Arbitration Panel Awards Former Morgan Stanley Manager $1M

A former Morgan Stanley complex manager who felt he was forced to resign is set to receive $1 million in compensatory damages from the firm, according to a new ruling from an arbitration panel.

A Financial Industry Regulatory Authority panel ruled in favor of the former Morgan Stanley manager, Gregory Carl Torretta, in a decision signed earlier this month. The award falls short of Torretta’s requests for relief, which included $8 million to $9 million in compensatory damages at the end of the hearing. The FINRA dispute resolution documents do not provide further details about how the three-member arbitration panel came to its decision.

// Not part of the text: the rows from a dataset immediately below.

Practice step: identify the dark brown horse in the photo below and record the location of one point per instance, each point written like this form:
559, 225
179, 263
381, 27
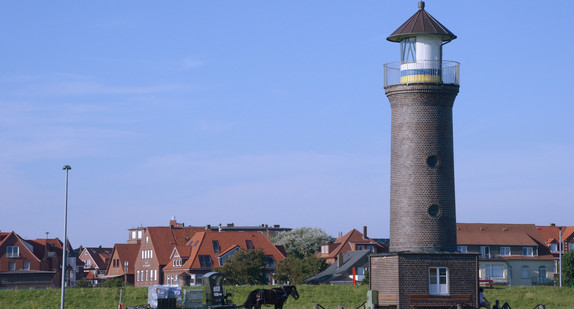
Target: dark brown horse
276, 296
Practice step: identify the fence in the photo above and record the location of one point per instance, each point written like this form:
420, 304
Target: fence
428, 71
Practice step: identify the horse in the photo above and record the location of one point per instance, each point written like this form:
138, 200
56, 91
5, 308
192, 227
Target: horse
276, 296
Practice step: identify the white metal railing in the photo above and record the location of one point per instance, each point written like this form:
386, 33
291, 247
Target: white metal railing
428, 71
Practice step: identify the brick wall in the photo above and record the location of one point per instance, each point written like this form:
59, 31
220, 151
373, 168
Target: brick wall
423, 216
399, 276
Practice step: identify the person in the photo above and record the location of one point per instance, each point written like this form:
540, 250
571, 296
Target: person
483, 302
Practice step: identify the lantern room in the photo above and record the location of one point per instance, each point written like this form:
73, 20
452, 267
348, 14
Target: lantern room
421, 39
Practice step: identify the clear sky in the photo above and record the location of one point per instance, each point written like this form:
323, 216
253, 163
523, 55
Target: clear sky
268, 112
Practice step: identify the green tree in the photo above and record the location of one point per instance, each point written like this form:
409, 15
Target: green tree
302, 242
112, 283
568, 269
294, 270
245, 267
83, 283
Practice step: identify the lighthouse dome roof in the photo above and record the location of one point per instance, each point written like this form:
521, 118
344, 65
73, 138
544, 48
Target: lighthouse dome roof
419, 24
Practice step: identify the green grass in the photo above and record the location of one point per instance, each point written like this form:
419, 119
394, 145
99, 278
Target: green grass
523, 297
328, 296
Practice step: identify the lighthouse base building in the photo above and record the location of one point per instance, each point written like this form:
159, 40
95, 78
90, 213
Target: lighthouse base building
423, 268
424, 280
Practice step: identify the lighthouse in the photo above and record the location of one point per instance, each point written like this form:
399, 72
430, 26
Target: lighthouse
422, 268
422, 88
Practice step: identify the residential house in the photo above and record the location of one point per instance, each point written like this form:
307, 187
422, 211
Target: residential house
96, 260
267, 230
352, 241
32, 263
208, 250
155, 250
552, 235
352, 263
123, 256
510, 254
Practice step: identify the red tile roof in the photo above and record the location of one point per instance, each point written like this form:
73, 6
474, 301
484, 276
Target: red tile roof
202, 244
164, 238
498, 234
127, 252
348, 242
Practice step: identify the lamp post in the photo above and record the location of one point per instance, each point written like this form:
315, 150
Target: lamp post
64, 255
125, 273
560, 253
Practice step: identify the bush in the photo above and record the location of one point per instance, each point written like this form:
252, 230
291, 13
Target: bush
112, 283
83, 283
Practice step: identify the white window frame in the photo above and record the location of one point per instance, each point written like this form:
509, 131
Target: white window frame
483, 251
494, 271
527, 251
439, 281
12, 252
525, 272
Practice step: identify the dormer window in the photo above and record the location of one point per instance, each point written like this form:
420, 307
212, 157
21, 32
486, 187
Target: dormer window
12, 252
408, 50
249, 245
216, 248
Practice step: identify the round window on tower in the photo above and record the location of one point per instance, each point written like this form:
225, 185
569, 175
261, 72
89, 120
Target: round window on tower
434, 211
432, 161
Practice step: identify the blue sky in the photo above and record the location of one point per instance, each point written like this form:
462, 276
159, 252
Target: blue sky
268, 112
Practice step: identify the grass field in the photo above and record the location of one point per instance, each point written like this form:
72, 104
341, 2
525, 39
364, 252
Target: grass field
328, 296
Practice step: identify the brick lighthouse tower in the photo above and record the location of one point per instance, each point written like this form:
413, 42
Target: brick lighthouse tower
423, 268
421, 90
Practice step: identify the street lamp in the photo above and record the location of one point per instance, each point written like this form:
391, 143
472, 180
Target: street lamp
560, 253
126, 273
64, 255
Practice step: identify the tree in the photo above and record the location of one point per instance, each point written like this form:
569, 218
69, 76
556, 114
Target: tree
302, 242
112, 283
83, 283
294, 270
568, 269
245, 267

"We disagree with the decision and are considering our options,” a Morgan Stanley spokeswoman said on Monday.

The $8 million to $9 million in compensatory damages that Torretta requested came from a calculation of his lost earnings over the two-year period before the arbitration hearing was held. It also included a projection of what Torretta would have earned in the next 10 years had he stayed in his position at the firm, his lawyer, Marc S. Dobin, founder of Jupiter, Fla.-based firm Dobin Law Group P.A. said.

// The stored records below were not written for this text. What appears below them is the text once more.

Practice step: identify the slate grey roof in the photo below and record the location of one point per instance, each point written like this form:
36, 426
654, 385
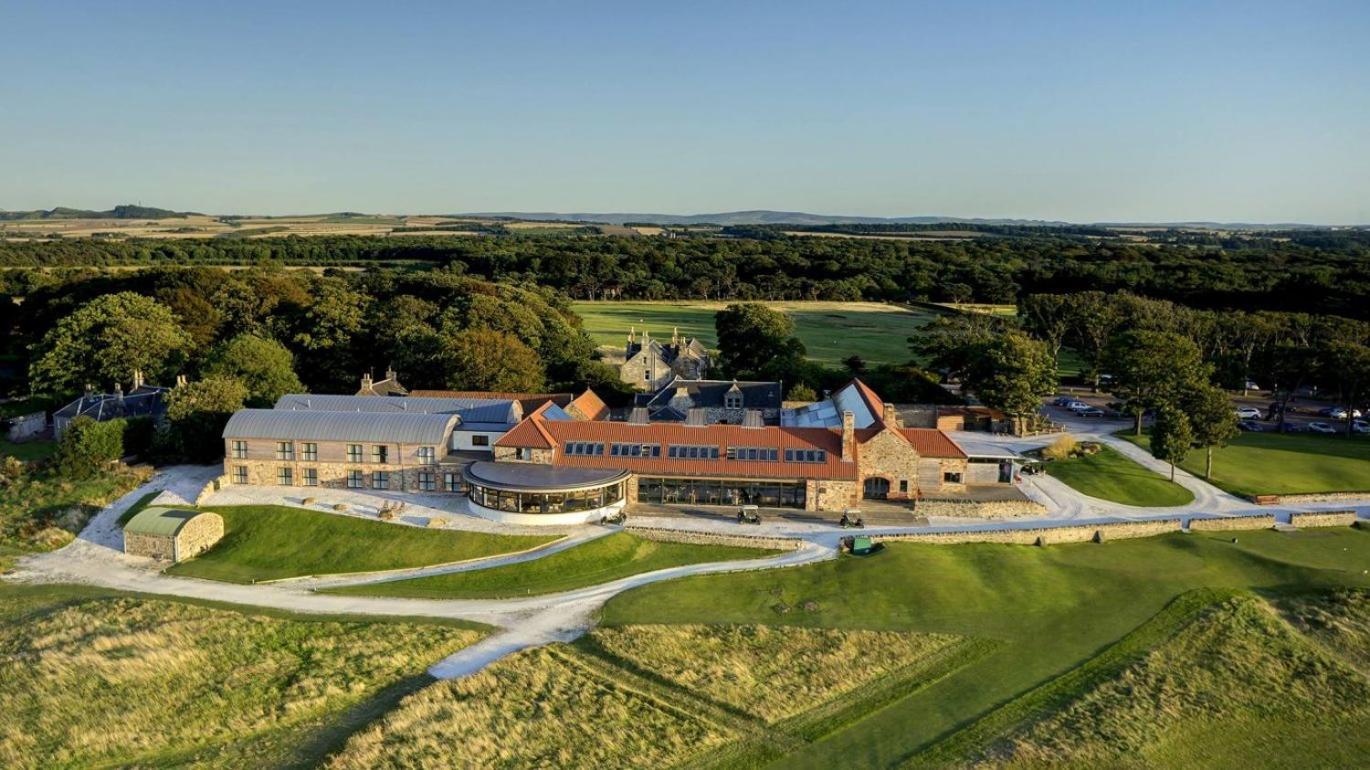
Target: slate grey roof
395, 428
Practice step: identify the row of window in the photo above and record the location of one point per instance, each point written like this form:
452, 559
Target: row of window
426, 481
310, 452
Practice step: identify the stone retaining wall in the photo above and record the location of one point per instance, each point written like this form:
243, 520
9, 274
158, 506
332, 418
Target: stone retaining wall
1324, 518
981, 508
1228, 524
714, 539
1041, 536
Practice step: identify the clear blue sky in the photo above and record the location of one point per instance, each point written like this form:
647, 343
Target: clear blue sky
1082, 111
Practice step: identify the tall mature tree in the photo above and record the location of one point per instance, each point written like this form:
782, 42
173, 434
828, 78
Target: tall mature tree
265, 366
1213, 419
480, 359
106, 341
1152, 370
1013, 373
1172, 437
750, 334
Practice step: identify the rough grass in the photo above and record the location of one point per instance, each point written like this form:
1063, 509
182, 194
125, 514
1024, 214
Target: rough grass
830, 330
1110, 476
599, 561
1233, 665
771, 673
530, 710
274, 541
1274, 463
1052, 610
96, 680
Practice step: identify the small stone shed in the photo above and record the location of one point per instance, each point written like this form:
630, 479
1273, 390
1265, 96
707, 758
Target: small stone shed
171, 535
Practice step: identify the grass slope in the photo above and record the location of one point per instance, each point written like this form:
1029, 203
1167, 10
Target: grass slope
1051, 609
536, 709
96, 678
830, 330
1274, 463
599, 561
1110, 476
273, 541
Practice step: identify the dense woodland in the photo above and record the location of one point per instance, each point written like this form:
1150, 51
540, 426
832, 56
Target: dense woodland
1300, 270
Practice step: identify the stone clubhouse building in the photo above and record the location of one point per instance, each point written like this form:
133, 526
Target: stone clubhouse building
559, 465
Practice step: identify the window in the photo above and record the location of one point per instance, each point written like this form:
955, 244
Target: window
806, 456
687, 452
766, 454
634, 450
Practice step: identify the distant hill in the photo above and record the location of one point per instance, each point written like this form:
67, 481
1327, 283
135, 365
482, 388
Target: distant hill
122, 211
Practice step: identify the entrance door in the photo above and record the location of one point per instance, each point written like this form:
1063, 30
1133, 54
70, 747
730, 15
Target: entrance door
876, 488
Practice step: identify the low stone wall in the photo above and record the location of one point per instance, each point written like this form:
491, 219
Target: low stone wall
981, 508
1324, 518
1228, 524
714, 539
1041, 536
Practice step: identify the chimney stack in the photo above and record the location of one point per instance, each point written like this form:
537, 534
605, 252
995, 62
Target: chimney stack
848, 437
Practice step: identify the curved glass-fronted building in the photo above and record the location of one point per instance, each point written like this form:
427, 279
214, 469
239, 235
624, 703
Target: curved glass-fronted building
543, 495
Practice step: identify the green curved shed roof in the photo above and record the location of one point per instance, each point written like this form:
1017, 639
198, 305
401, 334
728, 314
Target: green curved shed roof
162, 521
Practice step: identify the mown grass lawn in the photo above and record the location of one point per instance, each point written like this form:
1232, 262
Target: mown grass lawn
1110, 476
274, 541
599, 561
1283, 463
1051, 609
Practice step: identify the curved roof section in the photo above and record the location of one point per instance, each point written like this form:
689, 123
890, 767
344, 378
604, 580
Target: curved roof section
534, 477
381, 428
166, 522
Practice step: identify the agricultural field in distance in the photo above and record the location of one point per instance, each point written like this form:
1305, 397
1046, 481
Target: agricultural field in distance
832, 330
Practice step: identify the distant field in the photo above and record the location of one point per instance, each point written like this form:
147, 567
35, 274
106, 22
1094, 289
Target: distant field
830, 330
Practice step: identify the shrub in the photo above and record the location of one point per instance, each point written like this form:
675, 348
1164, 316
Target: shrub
1059, 450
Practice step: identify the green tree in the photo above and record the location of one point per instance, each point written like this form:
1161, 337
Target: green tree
480, 359
1213, 419
107, 340
750, 334
1172, 437
88, 447
1013, 373
196, 415
265, 366
1152, 370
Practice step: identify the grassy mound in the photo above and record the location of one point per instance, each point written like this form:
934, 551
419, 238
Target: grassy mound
1236, 670
536, 709
273, 541
86, 678
599, 561
767, 672
1274, 463
1110, 476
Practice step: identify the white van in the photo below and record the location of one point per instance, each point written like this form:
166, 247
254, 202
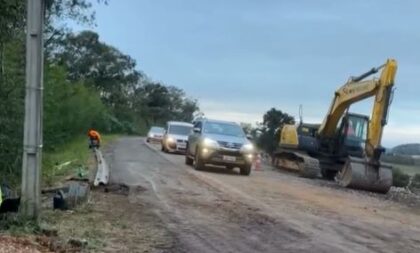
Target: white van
176, 136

Torretta filed his arbitration claim in May 2011, several months after his departure from Morgan Stanley. Torretta had transitioned from serving as a regional director for branches in upstate New York, Long Island and northern New Jersey to a complex manager for two offices in Garden City, N.Y., as the firm streamlined its regional leadership.

That is when the conflict arose, according to Dobin. Torretta was in the process of overseeing a branch manager who was underperforming, when that branch manager sent an email to the firm’s upper management complaining about Torretta. Following a meeting with management and during that same week, Torretta was told he had to either resign from the firm or be fired. Torretta chose to resign.

Dobin, Torretta’s lawyer, said he was not given ample opportunity to respond to the allegations, an issue that became the crux of the arbitration hearing.

The departure from Morgan Stanley also came at a bad time for Torretta, Dobin said, as many management positions in wealth management firms had been cut across the board.

“Particularly with the consolidation that has occurred within the brokerage industry…jobs at a large complex, jobs at a regional director level, are fewer and farther between,” Dobin said.

Though the arbitration award came in short of the $8 million to $9 million range that Torretta had asked for, Dobin said his client feels vindicated by the decision and is happy with the award amount.

“He feels that the arbitrators saw his point, and agreed with him that he should have been given the opportunity to state his case to his employer,” Dobin said of Torretta, who now serves as a branch manager for Ameriprise in South Florida.

“Three years ago, this is not where he (Torretta) envisioned that he would be,” Dobin said, “but he’s happy with where he is now.”